Hal inilah yang menjadi bahan perenungan, dalam memaknai kematian dari orang-orang yang kita kenal dekat. Seringkali, orang melupakan cara mereka hidup. Menjalankan kehidupan biasa-biasa saja, tanpa memikirkan, saat nanti dipanggil pulang, kenangan apa yang masih bisa menjadi penghiburan bagi orang-orang yang ditinggalkan.
Saya lalu mengingat kenangan yang ditinggalkan oleh kedua orang tua saya yang meninggal belasan tahun lalu. Sampai hari ini, jika jumpa dengan orang-orang yang mengenal mereka, cerita-cerita yang dibicarakan tak jauh dari bagaimana kesetiaan papa dalam melayani Tuhan atau betapa baik, ramah dan jago masaknya mama. Sebagai anak, sampai hari ini saya masih terus menyimpan merasa bangga pada kedua orang tua saya, sekalipun mereka sudah lama tiada.

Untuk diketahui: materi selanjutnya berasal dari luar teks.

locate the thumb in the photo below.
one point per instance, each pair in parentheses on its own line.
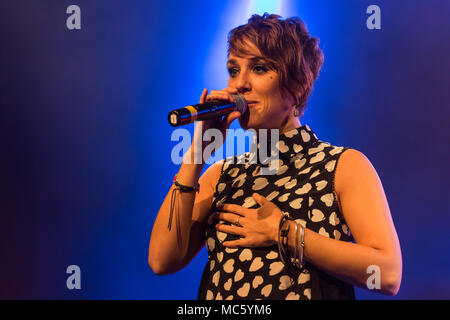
(261,200)
(231,117)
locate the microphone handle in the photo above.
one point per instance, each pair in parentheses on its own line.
(198,112)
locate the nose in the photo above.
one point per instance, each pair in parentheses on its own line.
(242,83)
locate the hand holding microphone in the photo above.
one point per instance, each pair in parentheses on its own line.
(217,104)
(217,110)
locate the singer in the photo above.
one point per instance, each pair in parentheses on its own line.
(313,230)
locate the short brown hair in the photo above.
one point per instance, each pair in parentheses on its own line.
(288,45)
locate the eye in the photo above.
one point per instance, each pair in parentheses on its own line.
(233,72)
(260,69)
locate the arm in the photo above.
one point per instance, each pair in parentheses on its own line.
(170,251)
(366,211)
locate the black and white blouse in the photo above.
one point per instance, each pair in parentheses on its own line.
(303,188)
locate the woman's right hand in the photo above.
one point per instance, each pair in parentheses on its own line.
(220,124)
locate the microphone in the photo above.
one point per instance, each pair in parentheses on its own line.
(204,111)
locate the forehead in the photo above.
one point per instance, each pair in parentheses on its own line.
(246,51)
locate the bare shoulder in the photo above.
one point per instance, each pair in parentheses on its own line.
(355,169)
(211,175)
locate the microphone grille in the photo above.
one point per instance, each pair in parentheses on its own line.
(241,104)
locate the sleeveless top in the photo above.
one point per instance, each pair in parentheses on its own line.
(303,188)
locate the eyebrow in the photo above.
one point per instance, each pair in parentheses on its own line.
(252,60)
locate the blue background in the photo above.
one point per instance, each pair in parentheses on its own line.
(85,144)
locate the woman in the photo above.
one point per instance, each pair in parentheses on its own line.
(313,230)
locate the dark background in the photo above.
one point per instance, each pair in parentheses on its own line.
(85,144)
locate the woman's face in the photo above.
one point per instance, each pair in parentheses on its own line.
(256,79)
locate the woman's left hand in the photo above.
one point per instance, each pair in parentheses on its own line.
(256,227)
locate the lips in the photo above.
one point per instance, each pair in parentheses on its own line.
(251,102)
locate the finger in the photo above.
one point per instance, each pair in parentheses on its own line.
(236,243)
(203,96)
(228,217)
(261,200)
(234,208)
(231,90)
(219,95)
(238,231)
(231,117)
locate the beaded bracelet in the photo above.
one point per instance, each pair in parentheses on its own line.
(182,188)
(282,236)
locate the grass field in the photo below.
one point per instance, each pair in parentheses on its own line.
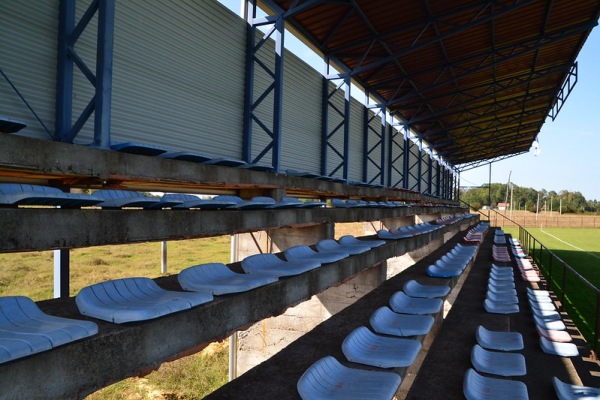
(193,377)
(580,249)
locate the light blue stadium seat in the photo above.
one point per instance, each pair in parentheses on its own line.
(568,391)
(479,387)
(16,194)
(302,252)
(113,198)
(349,239)
(26,330)
(218,279)
(138,148)
(364,347)
(225,162)
(134,299)
(328,379)
(414,289)
(558,348)
(494,307)
(401,303)
(551,325)
(495,340)
(387,322)
(216,203)
(498,362)
(443,272)
(182,201)
(333,245)
(506,298)
(389,235)
(271,264)
(186,156)
(294,202)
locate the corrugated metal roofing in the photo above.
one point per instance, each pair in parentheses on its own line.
(476,79)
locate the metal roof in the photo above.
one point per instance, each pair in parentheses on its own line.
(474,79)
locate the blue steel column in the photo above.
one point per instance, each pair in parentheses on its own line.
(430,175)
(420,161)
(324,123)
(384,127)
(67,58)
(276,87)
(64,76)
(278,101)
(104,64)
(249,86)
(346,161)
(365,144)
(438,178)
(327,134)
(406,160)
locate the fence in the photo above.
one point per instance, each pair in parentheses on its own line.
(543,219)
(570,288)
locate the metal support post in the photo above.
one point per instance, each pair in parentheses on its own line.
(61,273)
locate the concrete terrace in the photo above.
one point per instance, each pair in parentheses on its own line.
(448,354)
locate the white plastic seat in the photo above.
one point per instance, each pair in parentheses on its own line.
(558,348)
(495,340)
(26,330)
(498,362)
(364,347)
(270,264)
(217,278)
(479,387)
(134,299)
(388,322)
(414,289)
(328,379)
(401,303)
(567,391)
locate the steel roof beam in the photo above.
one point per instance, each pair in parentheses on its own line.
(504,54)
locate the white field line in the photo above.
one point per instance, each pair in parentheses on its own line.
(569,244)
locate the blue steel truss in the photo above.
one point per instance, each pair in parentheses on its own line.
(251,100)
(564,91)
(378,132)
(101,80)
(396,162)
(329,129)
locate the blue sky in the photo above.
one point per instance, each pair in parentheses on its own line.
(569,145)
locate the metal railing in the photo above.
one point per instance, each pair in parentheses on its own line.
(571,289)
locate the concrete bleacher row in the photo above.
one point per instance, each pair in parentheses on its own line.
(16,194)
(386,348)
(544,360)
(447,369)
(364,260)
(135,299)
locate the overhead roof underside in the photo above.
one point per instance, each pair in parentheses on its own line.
(475,79)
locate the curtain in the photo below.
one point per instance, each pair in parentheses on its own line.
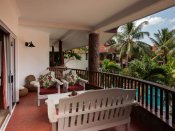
(3,78)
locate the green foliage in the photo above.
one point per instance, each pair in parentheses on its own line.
(110,66)
(147,69)
(170,68)
(71,54)
(164,40)
(129,41)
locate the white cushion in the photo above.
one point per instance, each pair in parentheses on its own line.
(45,72)
(21,87)
(35,83)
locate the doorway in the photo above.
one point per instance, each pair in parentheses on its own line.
(7,75)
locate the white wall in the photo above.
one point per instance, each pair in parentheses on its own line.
(32,60)
(78,64)
(9,15)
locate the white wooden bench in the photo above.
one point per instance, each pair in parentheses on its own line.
(93,110)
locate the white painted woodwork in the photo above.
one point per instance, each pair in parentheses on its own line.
(82,16)
(93,110)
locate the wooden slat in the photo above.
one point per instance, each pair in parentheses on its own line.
(156,99)
(167,104)
(161,102)
(142,88)
(151,97)
(146,95)
(138,98)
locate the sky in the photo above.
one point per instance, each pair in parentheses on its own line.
(157,21)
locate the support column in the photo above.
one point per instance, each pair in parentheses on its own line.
(61,53)
(93,62)
(52,61)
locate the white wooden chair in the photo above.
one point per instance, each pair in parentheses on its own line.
(93,110)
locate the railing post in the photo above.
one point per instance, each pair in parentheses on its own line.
(173,108)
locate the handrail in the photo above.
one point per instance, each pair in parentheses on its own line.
(152,96)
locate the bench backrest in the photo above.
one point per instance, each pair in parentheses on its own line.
(94,108)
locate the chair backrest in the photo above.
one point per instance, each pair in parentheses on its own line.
(94,108)
(58,72)
(30,78)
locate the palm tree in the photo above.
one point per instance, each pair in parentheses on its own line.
(165,42)
(129,42)
(110,66)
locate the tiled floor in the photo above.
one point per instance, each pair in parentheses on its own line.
(28,116)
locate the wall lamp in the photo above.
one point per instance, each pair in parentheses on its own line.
(29,44)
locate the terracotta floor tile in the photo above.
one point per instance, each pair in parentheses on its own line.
(28,116)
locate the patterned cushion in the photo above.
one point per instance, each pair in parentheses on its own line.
(71,77)
(47,80)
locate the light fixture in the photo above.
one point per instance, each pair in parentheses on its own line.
(29,44)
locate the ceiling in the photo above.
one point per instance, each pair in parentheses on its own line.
(72,20)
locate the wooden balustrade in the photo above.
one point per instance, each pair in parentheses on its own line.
(158,99)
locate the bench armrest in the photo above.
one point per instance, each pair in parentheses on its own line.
(58,81)
(82,80)
(65,85)
(51,111)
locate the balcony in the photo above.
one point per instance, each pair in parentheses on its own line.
(154,110)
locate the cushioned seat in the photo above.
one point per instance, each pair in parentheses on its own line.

Mengutip tulisan singkat dari salah seorang teman suami saya,
Ingatlah, hidup kita tidak dinilai dari awalnya, tetapi ditentukan oleh akhirnya.
Hidup kita tidak diukur dari kekayaan yang kita kumpulkan dan tinggalkan, tetapi oleh apa yang sudah kita lakukan, itulah yang akan dinilai dan dikenang pada hari kematian.

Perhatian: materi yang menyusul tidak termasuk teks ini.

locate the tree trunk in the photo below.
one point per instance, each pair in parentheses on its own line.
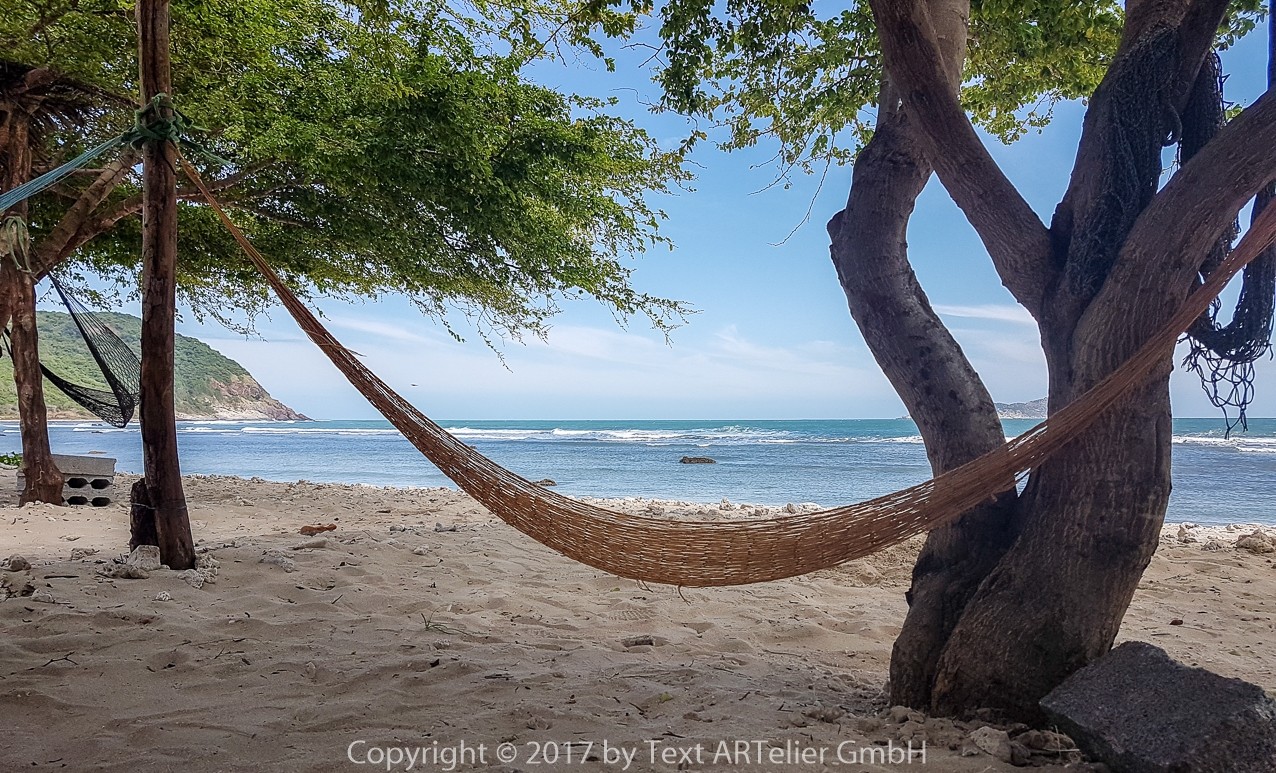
(158,304)
(943,393)
(1004,606)
(17,286)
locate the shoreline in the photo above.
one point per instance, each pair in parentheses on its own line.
(422,619)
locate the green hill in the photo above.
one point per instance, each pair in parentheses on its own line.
(207,383)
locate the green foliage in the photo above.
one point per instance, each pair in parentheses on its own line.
(808,79)
(379,147)
(63,351)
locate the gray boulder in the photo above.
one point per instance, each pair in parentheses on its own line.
(1141,712)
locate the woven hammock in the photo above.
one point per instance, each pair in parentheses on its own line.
(712,552)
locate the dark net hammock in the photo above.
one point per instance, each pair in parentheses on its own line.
(118,362)
(1224,353)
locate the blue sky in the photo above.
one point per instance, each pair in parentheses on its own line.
(772,337)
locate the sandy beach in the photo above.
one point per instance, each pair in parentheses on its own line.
(424,630)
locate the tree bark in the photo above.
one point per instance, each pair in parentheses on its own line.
(1053,592)
(943,393)
(158,302)
(44,481)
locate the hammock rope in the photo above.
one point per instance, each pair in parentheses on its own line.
(711,552)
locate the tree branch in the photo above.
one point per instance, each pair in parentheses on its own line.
(1175,232)
(1013,235)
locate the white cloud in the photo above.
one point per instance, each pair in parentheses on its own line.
(1007,313)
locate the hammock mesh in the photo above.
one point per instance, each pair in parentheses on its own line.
(1224,355)
(711,552)
(116,361)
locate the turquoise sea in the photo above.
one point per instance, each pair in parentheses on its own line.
(830,462)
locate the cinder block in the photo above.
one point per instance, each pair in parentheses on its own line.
(87,480)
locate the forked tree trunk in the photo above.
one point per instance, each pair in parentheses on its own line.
(162,478)
(943,393)
(44,481)
(1013,598)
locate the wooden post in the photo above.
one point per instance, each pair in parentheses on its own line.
(18,306)
(158,301)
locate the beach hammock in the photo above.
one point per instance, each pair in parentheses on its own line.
(712,552)
(115,360)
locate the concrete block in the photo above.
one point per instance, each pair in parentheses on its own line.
(87,480)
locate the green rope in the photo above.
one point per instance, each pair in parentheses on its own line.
(147,126)
(15,241)
(51,177)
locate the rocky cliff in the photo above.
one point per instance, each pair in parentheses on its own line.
(1030,410)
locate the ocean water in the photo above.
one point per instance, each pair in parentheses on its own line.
(830,462)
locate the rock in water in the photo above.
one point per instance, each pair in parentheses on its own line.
(1141,712)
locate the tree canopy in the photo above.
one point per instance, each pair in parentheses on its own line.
(385,147)
(809,80)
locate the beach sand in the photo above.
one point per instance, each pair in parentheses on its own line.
(424,621)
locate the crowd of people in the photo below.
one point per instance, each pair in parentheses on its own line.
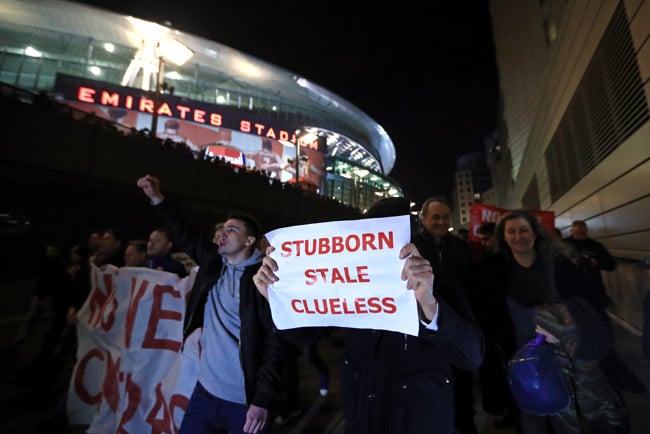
(475,309)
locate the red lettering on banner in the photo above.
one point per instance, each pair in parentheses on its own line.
(111,388)
(341,306)
(110,99)
(100,302)
(163,425)
(180,402)
(157,314)
(183,111)
(146,105)
(259,128)
(337,276)
(164,110)
(134,398)
(337,244)
(199,116)
(78,380)
(86,94)
(132,311)
(216,119)
(270,134)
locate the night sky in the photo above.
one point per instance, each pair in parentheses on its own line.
(428,77)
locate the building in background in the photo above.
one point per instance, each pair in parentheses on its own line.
(471,179)
(574,134)
(219,101)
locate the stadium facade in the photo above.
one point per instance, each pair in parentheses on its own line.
(575,125)
(220,102)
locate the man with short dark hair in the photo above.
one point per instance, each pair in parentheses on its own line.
(159,252)
(241,357)
(592,257)
(135,254)
(486,238)
(451,259)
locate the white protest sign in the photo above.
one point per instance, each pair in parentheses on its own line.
(344,274)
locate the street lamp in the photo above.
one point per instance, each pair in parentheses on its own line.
(171,51)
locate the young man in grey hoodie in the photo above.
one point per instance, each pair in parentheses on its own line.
(241,357)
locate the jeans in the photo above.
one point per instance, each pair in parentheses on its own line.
(207,414)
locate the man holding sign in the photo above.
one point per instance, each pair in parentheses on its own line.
(401,339)
(240,356)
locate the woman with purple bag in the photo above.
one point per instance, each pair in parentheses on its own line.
(537,285)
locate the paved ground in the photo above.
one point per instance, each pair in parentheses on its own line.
(24,405)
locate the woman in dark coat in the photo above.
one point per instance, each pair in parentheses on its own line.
(539,287)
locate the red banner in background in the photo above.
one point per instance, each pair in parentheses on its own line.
(480,214)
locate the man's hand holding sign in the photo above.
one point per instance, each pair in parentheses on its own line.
(351,278)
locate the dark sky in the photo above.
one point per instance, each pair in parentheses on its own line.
(423,70)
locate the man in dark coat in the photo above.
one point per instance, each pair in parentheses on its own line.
(451,258)
(397,383)
(592,257)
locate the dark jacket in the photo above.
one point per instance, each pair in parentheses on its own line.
(166,263)
(261,352)
(501,315)
(583,251)
(396,383)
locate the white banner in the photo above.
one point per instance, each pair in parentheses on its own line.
(345,274)
(130,376)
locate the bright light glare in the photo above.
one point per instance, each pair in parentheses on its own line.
(174,51)
(32,52)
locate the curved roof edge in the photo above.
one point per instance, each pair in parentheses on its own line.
(96,23)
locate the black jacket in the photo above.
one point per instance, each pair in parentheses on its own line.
(396,383)
(261,353)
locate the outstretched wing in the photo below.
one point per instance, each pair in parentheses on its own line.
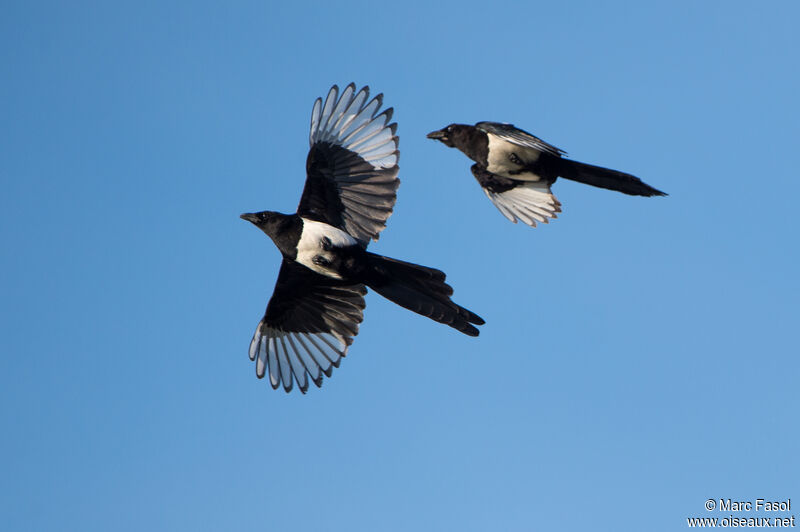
(517,136)
(309,323)
(529,201)
(352,164)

Mari jalani hidup dengan bijaksana, jangan buang waktu dengan hal yang sia-sia
Hidup ini ibarat pertandingan yang harus dimenangkan, isilah dengan kebaikan, peliharalah iman dalam kesetiaan hingga saat kematian .
Jangan fokus semata pada keduniawian, fokuskan diri pada Tuhan, agar kita masuk dalam kekekalan serta merasakan damai dan kebahagiaan sejati dalam keabadian.
Memento Mori mengingatkan kita, bagaimana kita menjalankan bagian kita untuk menjadi berkat, memberi manfaat positif bagi banyak orang, menjadi penebar benih baik, hingga akhirnya saat dipanggil pulang ke Rumah Bapa di Surga, akan menjadi warisan penting bagi orang-orang yang ditinggalkan.
Memento Mori mengingatkan bahwa “Nama yang harum lebih baik dari pada minyak yang mahal, dan hari kematian lebih baik dari pada hari kelahiran.”